Von Hausman noticed that and said quietly, "Do not fear, mein freund, the Master is watching us. That is sure."

"Let him watch!" rasped David desperately. "We'll get away—we will!"

But when they returned into the village that evening, they saw that the ragged motley mob there now looked at them with awe and dread. These others had discovered during the day that they were working on the yawl.

"They already look on us as doomed by the Master, as dead men," commented the German.

O'Riley bristled. "Anyone who tries anything on me will find out that it's a damned tough dead man I am," he declared. "And that goes for the old devil up in the castle, too."

Christa cried softly in David's arms that night. "David, I feel that something terrible is going to happen to you. And if it did, I wouldn't want to live."

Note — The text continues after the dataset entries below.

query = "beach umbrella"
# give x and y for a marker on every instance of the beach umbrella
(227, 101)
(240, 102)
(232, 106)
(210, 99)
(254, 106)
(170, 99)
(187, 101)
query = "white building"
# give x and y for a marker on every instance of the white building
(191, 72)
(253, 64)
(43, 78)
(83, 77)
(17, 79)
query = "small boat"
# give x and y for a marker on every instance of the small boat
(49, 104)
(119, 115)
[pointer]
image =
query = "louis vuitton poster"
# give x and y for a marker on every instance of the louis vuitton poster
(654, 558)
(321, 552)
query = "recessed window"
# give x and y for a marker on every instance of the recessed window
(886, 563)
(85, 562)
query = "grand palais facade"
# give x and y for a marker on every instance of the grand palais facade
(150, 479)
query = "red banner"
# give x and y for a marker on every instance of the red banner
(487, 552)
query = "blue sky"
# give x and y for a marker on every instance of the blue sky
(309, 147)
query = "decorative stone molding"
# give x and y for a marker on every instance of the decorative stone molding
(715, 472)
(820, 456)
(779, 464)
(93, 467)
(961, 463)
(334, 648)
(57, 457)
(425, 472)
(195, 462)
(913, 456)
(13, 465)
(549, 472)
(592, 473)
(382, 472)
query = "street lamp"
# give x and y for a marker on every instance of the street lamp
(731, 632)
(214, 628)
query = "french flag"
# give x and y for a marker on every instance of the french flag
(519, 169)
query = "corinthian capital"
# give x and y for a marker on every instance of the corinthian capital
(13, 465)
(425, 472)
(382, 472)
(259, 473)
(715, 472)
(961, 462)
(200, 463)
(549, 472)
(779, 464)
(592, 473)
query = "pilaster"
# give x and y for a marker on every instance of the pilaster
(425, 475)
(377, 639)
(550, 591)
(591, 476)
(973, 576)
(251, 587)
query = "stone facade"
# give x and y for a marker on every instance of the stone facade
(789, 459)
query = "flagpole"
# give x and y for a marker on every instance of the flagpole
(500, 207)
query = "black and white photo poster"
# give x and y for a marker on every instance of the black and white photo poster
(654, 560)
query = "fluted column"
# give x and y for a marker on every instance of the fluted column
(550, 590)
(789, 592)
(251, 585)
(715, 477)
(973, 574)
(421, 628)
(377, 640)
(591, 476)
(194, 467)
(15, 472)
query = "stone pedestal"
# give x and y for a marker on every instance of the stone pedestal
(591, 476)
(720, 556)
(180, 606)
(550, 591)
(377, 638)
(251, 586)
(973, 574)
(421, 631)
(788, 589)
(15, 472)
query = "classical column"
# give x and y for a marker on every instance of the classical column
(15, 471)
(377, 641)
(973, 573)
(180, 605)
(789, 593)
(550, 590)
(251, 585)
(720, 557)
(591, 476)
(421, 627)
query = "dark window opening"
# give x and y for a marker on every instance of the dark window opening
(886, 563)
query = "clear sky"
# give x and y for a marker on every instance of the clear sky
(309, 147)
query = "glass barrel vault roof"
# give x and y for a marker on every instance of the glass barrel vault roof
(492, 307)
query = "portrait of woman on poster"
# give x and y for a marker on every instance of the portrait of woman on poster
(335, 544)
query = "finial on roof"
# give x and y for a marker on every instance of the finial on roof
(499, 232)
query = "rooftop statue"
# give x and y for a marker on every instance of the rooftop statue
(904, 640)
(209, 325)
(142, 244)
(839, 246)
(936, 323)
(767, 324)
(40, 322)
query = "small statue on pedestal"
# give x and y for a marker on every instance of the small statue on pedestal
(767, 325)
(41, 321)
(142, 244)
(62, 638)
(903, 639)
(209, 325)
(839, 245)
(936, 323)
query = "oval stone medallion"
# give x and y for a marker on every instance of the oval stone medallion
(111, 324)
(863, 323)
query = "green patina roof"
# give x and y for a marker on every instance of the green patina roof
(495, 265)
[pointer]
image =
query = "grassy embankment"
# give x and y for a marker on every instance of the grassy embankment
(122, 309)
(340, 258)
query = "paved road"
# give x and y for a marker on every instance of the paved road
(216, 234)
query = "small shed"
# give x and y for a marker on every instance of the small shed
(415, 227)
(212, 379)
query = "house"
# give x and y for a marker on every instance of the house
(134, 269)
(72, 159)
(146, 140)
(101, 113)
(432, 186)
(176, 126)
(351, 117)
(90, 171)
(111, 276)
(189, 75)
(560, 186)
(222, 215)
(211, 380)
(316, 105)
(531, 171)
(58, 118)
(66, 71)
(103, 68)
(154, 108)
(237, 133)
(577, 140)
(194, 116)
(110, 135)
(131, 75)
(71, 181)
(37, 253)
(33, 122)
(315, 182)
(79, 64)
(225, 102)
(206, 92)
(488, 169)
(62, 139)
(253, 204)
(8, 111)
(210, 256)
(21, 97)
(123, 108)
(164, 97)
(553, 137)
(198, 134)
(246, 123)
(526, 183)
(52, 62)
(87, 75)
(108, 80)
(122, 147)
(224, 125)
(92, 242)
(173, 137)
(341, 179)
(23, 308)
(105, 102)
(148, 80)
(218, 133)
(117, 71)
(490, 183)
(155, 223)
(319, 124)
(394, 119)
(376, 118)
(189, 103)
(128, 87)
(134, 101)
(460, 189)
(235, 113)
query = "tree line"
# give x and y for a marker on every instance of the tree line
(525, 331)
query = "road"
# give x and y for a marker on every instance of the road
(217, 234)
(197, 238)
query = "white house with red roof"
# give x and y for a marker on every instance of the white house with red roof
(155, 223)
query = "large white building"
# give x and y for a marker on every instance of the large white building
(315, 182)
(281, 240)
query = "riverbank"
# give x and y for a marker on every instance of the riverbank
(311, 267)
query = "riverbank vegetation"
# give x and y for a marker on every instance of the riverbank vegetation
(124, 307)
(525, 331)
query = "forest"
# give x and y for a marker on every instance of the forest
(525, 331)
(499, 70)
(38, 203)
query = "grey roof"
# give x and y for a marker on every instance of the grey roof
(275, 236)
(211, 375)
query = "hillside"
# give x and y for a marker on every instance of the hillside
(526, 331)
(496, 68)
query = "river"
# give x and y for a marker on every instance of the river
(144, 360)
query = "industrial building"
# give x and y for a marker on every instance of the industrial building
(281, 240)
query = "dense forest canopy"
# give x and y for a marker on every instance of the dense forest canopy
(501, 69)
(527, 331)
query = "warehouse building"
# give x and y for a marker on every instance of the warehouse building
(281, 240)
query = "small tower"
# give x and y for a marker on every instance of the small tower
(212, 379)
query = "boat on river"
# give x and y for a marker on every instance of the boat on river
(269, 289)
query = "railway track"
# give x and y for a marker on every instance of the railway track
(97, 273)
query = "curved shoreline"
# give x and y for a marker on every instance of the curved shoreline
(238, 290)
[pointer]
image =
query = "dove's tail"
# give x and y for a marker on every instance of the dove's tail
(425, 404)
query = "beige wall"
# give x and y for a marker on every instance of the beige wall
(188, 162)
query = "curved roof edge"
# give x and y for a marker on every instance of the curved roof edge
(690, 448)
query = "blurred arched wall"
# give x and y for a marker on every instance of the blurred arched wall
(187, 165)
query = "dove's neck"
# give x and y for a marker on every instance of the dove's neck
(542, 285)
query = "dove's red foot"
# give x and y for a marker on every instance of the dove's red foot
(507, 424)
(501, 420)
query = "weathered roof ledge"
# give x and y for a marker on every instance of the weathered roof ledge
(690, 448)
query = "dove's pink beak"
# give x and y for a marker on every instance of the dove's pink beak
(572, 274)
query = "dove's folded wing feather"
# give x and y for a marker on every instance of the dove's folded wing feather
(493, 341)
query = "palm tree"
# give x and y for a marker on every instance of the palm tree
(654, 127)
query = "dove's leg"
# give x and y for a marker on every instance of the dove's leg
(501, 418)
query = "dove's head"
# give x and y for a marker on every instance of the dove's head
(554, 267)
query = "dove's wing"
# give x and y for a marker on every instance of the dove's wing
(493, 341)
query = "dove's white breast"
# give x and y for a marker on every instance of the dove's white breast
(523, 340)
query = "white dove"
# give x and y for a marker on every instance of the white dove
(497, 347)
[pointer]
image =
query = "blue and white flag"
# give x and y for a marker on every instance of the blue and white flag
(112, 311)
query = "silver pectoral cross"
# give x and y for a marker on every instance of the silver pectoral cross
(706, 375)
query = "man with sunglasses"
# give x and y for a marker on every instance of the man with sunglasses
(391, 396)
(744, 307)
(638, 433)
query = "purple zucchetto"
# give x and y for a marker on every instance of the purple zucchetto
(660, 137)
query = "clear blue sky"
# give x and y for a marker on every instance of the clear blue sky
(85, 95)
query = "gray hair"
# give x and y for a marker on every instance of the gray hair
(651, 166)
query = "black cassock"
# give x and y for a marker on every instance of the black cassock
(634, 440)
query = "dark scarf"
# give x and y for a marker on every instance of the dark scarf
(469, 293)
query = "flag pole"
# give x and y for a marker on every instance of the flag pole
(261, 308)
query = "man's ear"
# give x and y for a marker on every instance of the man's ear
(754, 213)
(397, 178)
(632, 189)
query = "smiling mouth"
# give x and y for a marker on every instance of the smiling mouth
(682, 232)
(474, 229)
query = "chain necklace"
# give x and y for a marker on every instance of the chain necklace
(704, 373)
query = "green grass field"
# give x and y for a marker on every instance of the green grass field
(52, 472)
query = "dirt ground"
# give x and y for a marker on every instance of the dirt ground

"Nothing's going to happen to me," he insisted despite the fatal foreboding in his heart. "We'll get away."

By the end of the next day, the four men had completely, if crudely, patched the holes in the yawl's hull. They got it afloat, secured it by cables to the rocks. Halfdon Husper regarded their work with satisfaction.

"Tomorrow we will cut and fit new spars," the Norwegian said. "Then——"


Day was beginning to fade eerily as they returned to the village. It looked stricken, deserted—no one was abroad in it, but from the doors of the huts, horrified faces stared silently at them. Christa was not in the bark cabin. Nor did she answer David's calls.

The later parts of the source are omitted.